These threads are always so bizzare to me! I was a SAHM for over 6 years and I am also the main cook even now that I work full time. I like cooking and I love making our home welcoming to family and friends and dh pulls his weight in other ways - for instance he would go to the market / supermarket for all the food, tidy up, hoover, clean the bathroom, dust and mop floors while I cooked so I certainly never felt / feel like a skivvy.
Why can't you have a conversation with your husband as imo this is your main issue really and spell it out how you don't appreciate the expectation that all hosting duties are yours alone.
As for the inlaws - they are your husbands parents and your children's grandparents and I don't think it's unreasonable that they would come to visit over the holidays. I think it is unbelievably inhospitable not to offer lunch if that is when they're coming.

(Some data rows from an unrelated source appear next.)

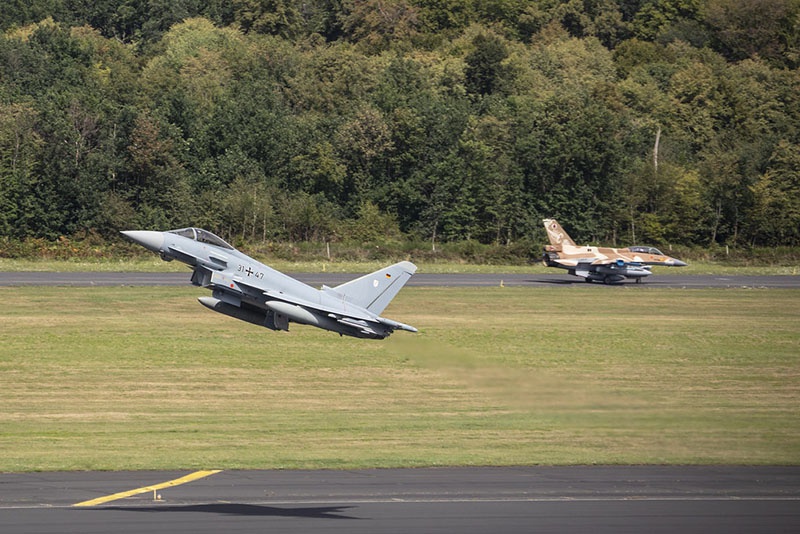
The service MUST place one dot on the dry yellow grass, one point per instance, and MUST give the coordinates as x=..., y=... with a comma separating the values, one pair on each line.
x=145, y=378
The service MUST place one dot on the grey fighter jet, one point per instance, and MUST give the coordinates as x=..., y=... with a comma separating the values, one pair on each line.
x=246, y=289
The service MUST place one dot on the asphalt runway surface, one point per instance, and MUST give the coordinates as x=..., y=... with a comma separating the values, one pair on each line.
x=652, y=499
x=418, y=280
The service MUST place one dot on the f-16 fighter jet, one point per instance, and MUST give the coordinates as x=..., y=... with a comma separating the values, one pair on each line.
x=249, y=290
x=607, y=265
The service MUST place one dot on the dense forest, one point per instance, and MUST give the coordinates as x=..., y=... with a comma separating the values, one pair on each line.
x=657, y=121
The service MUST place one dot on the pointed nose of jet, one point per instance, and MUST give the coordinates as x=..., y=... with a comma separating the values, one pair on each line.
x=148, y=239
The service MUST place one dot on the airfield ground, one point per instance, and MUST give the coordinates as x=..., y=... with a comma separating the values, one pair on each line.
x=112, y=378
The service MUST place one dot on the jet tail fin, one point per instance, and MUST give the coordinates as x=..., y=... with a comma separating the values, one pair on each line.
x=558, y=237
x=376, y=290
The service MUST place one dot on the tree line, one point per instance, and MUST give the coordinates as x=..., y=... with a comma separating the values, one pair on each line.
x=658, y=121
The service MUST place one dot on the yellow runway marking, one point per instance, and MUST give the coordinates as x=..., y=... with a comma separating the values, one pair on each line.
x=177, y=482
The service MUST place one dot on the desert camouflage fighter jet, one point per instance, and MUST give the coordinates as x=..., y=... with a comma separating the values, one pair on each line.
x=248, y=290
x=607, y=265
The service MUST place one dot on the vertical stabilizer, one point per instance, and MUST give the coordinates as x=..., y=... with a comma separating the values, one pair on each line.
x=558, y=237
x=376, y=290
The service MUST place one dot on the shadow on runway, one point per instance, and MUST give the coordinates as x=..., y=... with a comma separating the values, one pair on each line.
x=318, y=512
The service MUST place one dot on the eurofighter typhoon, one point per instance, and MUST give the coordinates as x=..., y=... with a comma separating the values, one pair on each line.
x=601, y=264
x=248, y=290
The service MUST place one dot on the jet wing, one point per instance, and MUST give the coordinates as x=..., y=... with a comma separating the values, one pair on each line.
x=344, y=311
x=347, y=313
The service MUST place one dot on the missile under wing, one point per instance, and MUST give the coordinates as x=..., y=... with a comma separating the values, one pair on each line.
x=248, y=290
x=602, y=264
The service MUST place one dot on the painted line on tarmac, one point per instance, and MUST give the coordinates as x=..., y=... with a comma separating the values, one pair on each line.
x=169, y=484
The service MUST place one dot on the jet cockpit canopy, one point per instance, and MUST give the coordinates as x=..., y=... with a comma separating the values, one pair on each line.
x=646, y=250
x=202, y=236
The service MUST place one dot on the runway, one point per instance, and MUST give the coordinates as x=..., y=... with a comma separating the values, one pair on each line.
x=86, y=279
x=609, y=499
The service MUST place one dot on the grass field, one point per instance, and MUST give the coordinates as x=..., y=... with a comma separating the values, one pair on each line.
x=146, y=378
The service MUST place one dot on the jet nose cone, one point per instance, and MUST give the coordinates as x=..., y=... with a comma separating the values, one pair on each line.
x=149, y=240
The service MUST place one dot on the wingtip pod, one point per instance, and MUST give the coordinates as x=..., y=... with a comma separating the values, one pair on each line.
x=397, y=325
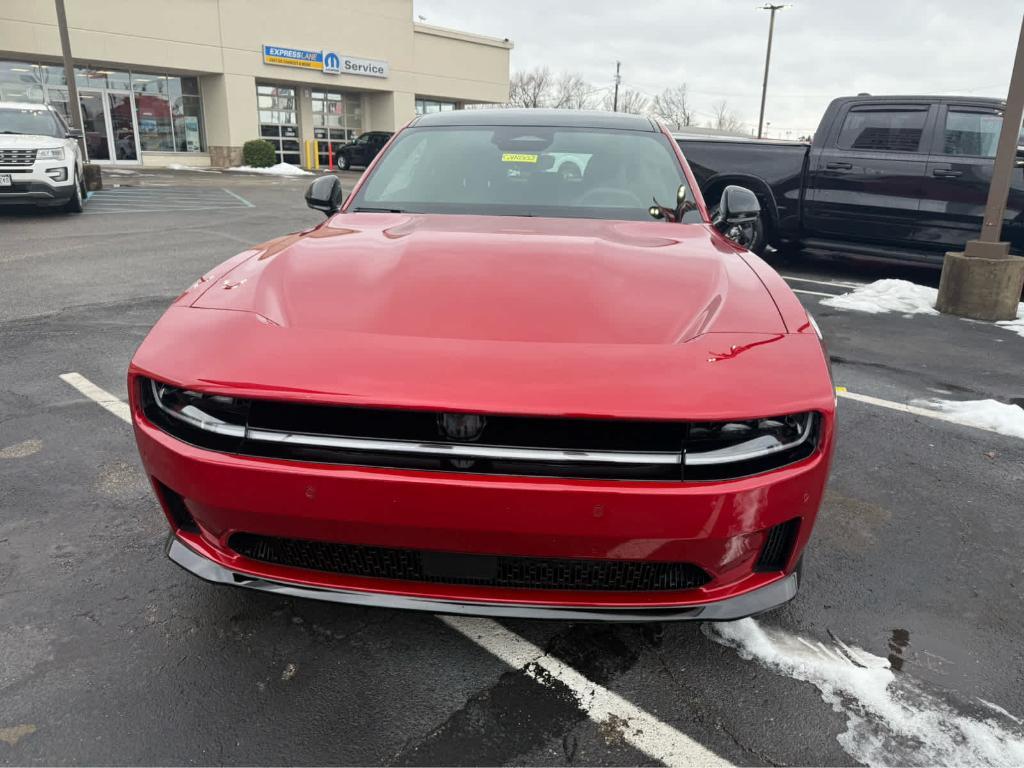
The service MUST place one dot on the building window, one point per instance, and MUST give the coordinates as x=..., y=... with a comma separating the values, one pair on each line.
x=428, y=105
x=168, y=113
x=279, y=122
x=20, y=81
x=337, y=120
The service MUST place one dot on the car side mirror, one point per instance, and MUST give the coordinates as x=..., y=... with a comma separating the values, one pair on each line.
x=737, y=206
x=325, y=195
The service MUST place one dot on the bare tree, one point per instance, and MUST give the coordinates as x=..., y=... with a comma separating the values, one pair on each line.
x=630, y=101
x=530, y=88
x=672, y=107
x=572, y=92
x=725, y=119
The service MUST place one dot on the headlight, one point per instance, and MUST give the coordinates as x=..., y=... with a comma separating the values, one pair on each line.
x=720, y=450
x=209, y=413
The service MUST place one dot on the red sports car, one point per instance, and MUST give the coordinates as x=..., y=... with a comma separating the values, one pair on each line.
x=482, y=386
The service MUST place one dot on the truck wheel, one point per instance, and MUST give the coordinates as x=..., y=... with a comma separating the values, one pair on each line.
x=77, y=202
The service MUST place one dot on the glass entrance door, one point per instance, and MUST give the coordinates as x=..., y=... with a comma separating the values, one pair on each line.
x=121, y=114
x=109, y=120
x=97, y=142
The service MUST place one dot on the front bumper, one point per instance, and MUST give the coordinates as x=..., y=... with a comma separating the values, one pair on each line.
x=36, y=188
x=758, y=601
x=719, y=526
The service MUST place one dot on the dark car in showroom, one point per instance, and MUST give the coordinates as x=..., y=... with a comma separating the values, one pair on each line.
x=360, y=153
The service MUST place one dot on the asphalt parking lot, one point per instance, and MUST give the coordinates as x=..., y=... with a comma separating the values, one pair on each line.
x=111, y=654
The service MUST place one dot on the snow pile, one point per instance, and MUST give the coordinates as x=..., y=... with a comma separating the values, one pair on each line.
x=282, y=169
x=990, y=415
x=890, y=720
x=905, y=297
x=888, y=296
x=1016, y=326
x=179, y=167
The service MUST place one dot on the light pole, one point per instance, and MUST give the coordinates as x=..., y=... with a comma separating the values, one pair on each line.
x=764, y=86
x=69, y=62
x=985, y=281
x=614, y=101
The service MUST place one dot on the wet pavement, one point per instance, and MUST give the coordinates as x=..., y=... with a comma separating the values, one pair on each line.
x=111, y=654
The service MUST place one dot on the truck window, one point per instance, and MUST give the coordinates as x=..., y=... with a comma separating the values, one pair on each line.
x=972, y=133
x=883, y=130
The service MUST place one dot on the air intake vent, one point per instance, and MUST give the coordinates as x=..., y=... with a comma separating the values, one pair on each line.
x=175, y=506
x=778, y=546
x=484, y=570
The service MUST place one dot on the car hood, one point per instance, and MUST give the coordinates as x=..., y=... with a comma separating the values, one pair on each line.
x=27, y=141
x=501, y=279
x=513, y=315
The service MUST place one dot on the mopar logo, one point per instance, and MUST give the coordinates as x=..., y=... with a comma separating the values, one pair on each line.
x=466, y=427
x=332, y=62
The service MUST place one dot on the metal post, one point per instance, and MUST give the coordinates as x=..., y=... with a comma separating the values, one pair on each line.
x=1006, y=153
x=985, y=281
x=73, y=104
x=764, y=85
x=614, y=101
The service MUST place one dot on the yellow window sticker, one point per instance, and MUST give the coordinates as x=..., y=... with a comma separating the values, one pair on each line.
x=515, y=157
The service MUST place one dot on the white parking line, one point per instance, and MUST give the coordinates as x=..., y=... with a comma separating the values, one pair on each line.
x=98, y=395
x=233, y=195
x=644, y=731
x=904, y=408
x=822, y=282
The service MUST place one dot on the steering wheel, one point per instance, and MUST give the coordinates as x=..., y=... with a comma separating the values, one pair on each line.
x=612, y=197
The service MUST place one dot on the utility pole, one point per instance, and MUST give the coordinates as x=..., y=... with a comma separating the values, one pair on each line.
x=614, y=100
x=985, y=281
x=764, y=86
x=73, y=105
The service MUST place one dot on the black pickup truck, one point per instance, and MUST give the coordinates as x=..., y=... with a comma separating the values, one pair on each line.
x=894, y=177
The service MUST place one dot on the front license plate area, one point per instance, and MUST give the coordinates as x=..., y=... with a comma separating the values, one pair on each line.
x=448, y=566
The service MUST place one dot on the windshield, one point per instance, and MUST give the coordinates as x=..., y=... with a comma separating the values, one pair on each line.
x=31, y=121
x=524, y=171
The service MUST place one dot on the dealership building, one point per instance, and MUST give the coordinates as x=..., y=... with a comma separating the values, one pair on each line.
x=188, y=82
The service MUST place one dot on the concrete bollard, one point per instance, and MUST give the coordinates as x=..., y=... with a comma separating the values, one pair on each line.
x=983, y=283
x=93, y=177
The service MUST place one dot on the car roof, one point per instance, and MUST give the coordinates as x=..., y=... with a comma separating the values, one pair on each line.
x=538, y=118
x=25, y=105
x=984, y=100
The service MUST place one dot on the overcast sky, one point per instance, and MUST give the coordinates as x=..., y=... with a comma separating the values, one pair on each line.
x=822, y=48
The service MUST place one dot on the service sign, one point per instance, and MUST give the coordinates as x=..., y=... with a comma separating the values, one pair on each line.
x=325, y=60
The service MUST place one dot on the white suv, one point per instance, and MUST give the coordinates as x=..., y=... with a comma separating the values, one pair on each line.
x=40, y=159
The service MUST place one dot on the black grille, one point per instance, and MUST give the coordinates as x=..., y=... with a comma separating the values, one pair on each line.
x=526, y=445
x=444, y=567
x=778, y=545
x=17, y=157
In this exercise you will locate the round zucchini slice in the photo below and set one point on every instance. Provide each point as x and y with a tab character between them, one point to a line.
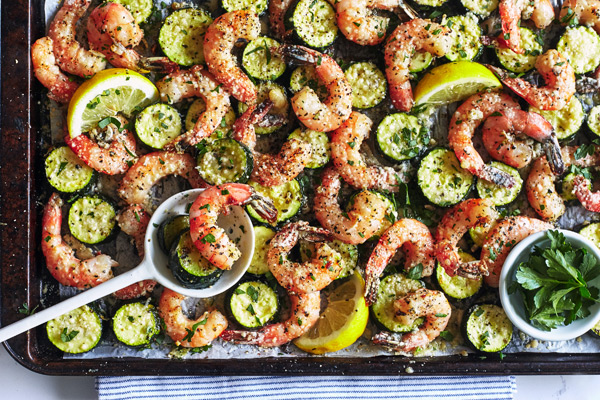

If I were you I would suck it up, thankful that they are not coming for Christmas Day (though it seems you have reserved that day for your own parents!) and buy in food if needs be.
Ask your dh to go to M&S and get a prepared ham that you just stick in the oven and shove in some baked potatoes and an M&S cauliflower cheese. Mince pies, cream, tea & coffee after - job done with NO fuss.
You just come across like you absolutely hate them and I wonder how you might feel if your dh acted like this about your parents visits?
We are not all born into ideal families but we cannot control that and barring abuse we just have to learn to get on with things. My parents are very testing in their own way and seem to want to suck up a lot of my / our energy and my dh has always welcomed them (more than me at times!) and he does it because he loves me and for that I am always grateful.